Lukaschenkos Währung

Vorarlberg
09.08.2021 17:55

„Krone Vorarlberg“-Kolumnist Harald Petermichl hat in seiner neuesten Ausgabe von „Ach, übrigens...“ eine klare Meinung zum Medienrummel um den Fall Timanowskaja: „Würde man all den geflohenen Menschen, die derzeit auf Rettungsschiffen festsitzen, weil Italien und Malta mal wieder ihre Häfen dichtgemacht haben, ähnliche mediale Aufmerksamkeit zukommen lassen, und wie im Fall Timanowskaja ganz selbstverständlich akzeptieren, dass Menschen immer gute Gründe dafür haben, wenn sie sich zur Flucht entschließen, wäre schon viel gewonnen.“ 

Ein Segen, dass es in Belarus vor fünf Jahren eine Währungsreform gab, die den alten Belarus-Rubel (BYR) im Verhältnis 1:10.000 durch den neuen (BYN) ersetzt hat. Denn abgesehen vom Bedarf an monströsen Geldbörsen, weil man für den Erwerb von 100 Euro fast drei Millionen BYR hinblättern musste, was ganz schön dauern kann, ist man jetzt mit nur noch knapp 300 BYN dabei oder, falls man in Tokio dem Verzehr eines Schnitzels mit Kartoffeln und Krautsalat (es gäbe allerdings auch einheimische Gerichte), nähertreten will, mit 118 BYN, was gut 5.000 Yen (JPY) entspricht.
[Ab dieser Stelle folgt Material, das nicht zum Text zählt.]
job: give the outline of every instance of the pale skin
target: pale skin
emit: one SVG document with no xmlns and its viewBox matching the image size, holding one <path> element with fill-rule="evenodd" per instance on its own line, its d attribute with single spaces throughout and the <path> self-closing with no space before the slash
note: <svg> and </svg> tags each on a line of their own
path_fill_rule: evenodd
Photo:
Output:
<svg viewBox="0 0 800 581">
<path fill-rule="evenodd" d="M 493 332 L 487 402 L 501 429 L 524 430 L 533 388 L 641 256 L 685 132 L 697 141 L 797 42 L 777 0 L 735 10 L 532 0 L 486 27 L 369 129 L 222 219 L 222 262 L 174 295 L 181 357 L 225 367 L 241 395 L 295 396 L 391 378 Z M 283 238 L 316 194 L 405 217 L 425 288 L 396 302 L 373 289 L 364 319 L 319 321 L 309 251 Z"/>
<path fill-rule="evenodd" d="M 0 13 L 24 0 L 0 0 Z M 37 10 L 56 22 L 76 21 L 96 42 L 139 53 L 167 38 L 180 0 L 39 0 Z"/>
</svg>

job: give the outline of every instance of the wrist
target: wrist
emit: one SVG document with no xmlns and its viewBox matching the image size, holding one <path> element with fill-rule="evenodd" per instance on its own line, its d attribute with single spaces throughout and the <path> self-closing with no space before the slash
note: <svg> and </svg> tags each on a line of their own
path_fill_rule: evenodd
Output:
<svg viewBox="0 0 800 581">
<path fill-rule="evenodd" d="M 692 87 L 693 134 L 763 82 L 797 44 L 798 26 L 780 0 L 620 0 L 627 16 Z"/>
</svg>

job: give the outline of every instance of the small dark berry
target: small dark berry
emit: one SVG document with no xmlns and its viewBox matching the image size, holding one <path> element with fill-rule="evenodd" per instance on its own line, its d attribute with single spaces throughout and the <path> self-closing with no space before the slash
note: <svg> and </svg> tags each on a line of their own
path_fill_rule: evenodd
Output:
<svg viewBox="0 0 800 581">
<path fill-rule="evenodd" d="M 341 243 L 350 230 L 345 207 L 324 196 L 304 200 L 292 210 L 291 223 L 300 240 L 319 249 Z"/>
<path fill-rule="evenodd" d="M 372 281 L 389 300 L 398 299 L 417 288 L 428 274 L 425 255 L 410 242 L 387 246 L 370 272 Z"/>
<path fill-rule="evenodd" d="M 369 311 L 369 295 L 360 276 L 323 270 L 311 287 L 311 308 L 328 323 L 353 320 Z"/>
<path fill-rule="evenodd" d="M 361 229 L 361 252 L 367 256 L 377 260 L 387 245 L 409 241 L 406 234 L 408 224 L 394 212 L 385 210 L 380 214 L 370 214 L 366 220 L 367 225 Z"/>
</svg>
Erstmals wurden bei dieser Reform auch Münzen eingeführt, die der Sprinterin Kristina Timanowskaja beim Versuch, am Flughafen von Tokio die japanische Polizei anzurufen, um sich dem Kidnapping durch wildgewordene belarussische Funktionäre zu entgehen, allerdings herzlich wenig genutzt hätten, da Nippon-Telefonzellen ihnen unbekannte Münzen umgehend humorlos ausspucken.

Der Kontakt mit der Airport Police konnte offenbar auch so hergestellt werden und darüber, dass die üble Geschichte für Timanowskaja zumindest für den Moment halbwegs glimpflich ausgegangen zu sein scheint, weil sie in Polen (40 BYN = 61 Zloty) humanitäres Bleiberecht genießt, wurde ausführlich berichtet. Ob der Grund für die krimireife Retourkutschiererei der Herren Funktionäre darin zu sehen ist, dass das IOC den belarussischen Präsidenten Alexander Lukaschenko von allen olympischen Aktivitäten einschließlich der Spiele von Tokio ausgeschlossen hat und zudem nicht anerkennt, dass dieser seinen Sohn Viktor feudalistisch-erbfolgemäßig zu seinem Nachfolger als nationaler OK-Chef ernannt hat, wissen wir nicht, aber das IOC hat immerhin Untersuchungen angekündigt, die allerdings, so Sprecher Mark Adams, Zeit brauchen werden, weil man noch eine schriftliche Stellungnahme aus Belarus abwarten müsse.

Und weil man sich, einer mongolischen Tradition folgend, am Ende von Olympischen Spielen immer was wünschen darf: Würde man all den Menschen, die demnächst nach Afghanistan abgeschoben werden sollen, und würde man all den geflohenen Menschen, die derzeit auf Rettungsschiffen festsitzen, weil Italien und Malta mal wieder ihre Häfen dichtgemacht haben, ähnliche mediale Aufmerksamkeit zukommen lassen, und wie im Fall Timanowskaja ganz selbstverständlich akzeptieren, dass Menschen immer gute Gründe dafür haben, wenn sie sich zur Flucht entschließen, wäre schon viel gewonnen. Leider recht unwahrscheinlich, aber die Hoffnung stirbt bekanntlich zuletzt.